February 1 I Thursday

Exodus 27-28

Matthew 21:1-22


“[Moses] saw an Egyptian beating a Hebrew, one of his own people. Looking this way and that and seeing no one, he killed the Egyptian and hid him in the sand.”   

—Exodus 2:11-12


Three generations after God’s covenant with Abraham, his descendants moved to Egypt. This 70-person family quickly grew into a nation after Pharaoh permitted them to live and grow in an extremely fertile region. But when a new Pharaoh, who knew nothing about the Hebrews, came to power, he attempted to stop the rapid growth of these foreigners by enslaving them. When this did not stop them from multiplying, Pharaoh gave the order to have every Hebrew baby boy thrown into the Nile River.

This is when Moses enters the scene. He was one of those babies ordered to be killed, but because of his mother’s quick thinking and God’s protective hand, Moses was saved by Pharaoh’s own daughter. He grew up in Pharaoh’s palace, where Stephen explains in Acts 7:22, “Moses was educated in all the wisdom of the Egyptians and was powerful in speech and action.” Moses knew the plight of his people, and because of his unique circumstances as a Hebrew with influence, he probably thought himself the perfect candidate to deliver his people from slavery.

He was not entirely wrong. God would eventually call Moses to be that deliverer, but Moses’ first attempt was a complete disaster because he depended solely on his own strength, wisdom and timing. When Moses saw an Egyptian taskmaster beating a Hebrew slave, he attacked and killed the Egyptian. Moses likely hoped this would inspire his people to rebel, but the next day he learned the whole city knew of his actions and Pharaoh wanted him dead. He then fled to the Midian desert with his confidence shaken for the next 40 years. This was the humbling experience Moses needed, for when God did call him to be Israel’s deliverer, Moses now fulfilled his calling in dependence on God.
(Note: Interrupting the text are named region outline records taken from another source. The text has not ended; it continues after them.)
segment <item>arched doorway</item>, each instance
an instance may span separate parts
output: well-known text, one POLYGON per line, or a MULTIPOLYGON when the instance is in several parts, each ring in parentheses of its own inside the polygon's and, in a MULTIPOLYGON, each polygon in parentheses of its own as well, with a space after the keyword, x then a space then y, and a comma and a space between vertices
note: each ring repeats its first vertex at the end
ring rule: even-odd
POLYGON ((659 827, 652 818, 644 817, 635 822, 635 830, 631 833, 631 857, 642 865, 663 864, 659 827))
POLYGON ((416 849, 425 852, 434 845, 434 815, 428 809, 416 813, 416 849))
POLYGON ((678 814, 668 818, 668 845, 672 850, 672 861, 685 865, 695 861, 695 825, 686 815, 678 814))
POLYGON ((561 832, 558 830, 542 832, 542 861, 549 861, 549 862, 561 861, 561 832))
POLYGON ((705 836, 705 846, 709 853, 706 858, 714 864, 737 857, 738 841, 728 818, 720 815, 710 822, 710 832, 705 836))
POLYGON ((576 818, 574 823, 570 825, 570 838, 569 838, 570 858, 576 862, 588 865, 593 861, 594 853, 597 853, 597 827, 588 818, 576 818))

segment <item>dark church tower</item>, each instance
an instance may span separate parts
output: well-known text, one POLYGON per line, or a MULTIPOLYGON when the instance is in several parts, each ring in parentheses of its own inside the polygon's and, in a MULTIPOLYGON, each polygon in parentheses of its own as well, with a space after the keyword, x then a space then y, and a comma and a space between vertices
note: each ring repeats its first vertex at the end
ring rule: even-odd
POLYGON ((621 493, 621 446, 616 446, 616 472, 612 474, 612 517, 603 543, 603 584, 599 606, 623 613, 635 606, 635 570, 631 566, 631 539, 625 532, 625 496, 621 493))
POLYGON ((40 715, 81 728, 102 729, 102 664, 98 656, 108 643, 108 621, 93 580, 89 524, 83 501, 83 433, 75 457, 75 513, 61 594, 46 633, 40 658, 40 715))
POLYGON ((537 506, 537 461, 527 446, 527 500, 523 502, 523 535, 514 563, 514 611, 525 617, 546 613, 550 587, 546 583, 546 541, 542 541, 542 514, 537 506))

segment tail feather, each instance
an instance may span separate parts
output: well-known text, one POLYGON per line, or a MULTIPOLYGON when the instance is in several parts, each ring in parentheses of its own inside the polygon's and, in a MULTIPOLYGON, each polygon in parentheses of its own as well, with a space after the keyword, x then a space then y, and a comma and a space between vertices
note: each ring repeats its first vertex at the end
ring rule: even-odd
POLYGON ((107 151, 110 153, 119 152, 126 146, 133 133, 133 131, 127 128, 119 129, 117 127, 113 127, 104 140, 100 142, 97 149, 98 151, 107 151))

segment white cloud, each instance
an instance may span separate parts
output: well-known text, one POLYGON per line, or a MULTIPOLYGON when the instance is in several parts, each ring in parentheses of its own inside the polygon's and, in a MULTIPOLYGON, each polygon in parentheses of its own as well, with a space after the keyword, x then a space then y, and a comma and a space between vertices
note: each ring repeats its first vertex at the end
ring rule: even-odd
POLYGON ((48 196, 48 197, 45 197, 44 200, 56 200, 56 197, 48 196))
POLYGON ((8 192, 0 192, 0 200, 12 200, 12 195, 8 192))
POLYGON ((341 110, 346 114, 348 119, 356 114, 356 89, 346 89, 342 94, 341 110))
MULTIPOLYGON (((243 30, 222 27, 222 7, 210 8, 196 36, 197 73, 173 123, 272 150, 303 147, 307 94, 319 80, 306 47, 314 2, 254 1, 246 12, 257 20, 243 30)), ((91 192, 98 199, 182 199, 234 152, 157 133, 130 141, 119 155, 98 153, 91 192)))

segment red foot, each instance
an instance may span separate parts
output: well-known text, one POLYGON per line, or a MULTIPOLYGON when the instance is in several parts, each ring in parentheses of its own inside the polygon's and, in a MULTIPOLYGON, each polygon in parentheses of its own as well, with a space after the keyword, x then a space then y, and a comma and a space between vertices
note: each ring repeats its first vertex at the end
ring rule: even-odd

Moses had good intentions, but he was never going to free his people in his own strength. We may also have a sincere desire to provide justice for the oppressed or to bring the message of salvation to a broken world, but sincerity apart from God is not enough. Human wisdom, counselling, strength, energy and strategies may give hope for a moment, but only God can give us total freedom from our adversaries, physical and spiritual. He longs for us to join Him in His saving work, but like Moses, this will require a humbled heart. We do not pull any strings or manipulate anything, but allow God to open the doors in His timing. We can then be assured He will be our strength, wisdom and direction in whatever He calls us to do.

Prayer: Father God, You are greater than our adversaries. I ask that You use me in whatever way You see fit, so that I may be a vessel to bring Your truth and freedom into the lives of others. Thank You, God.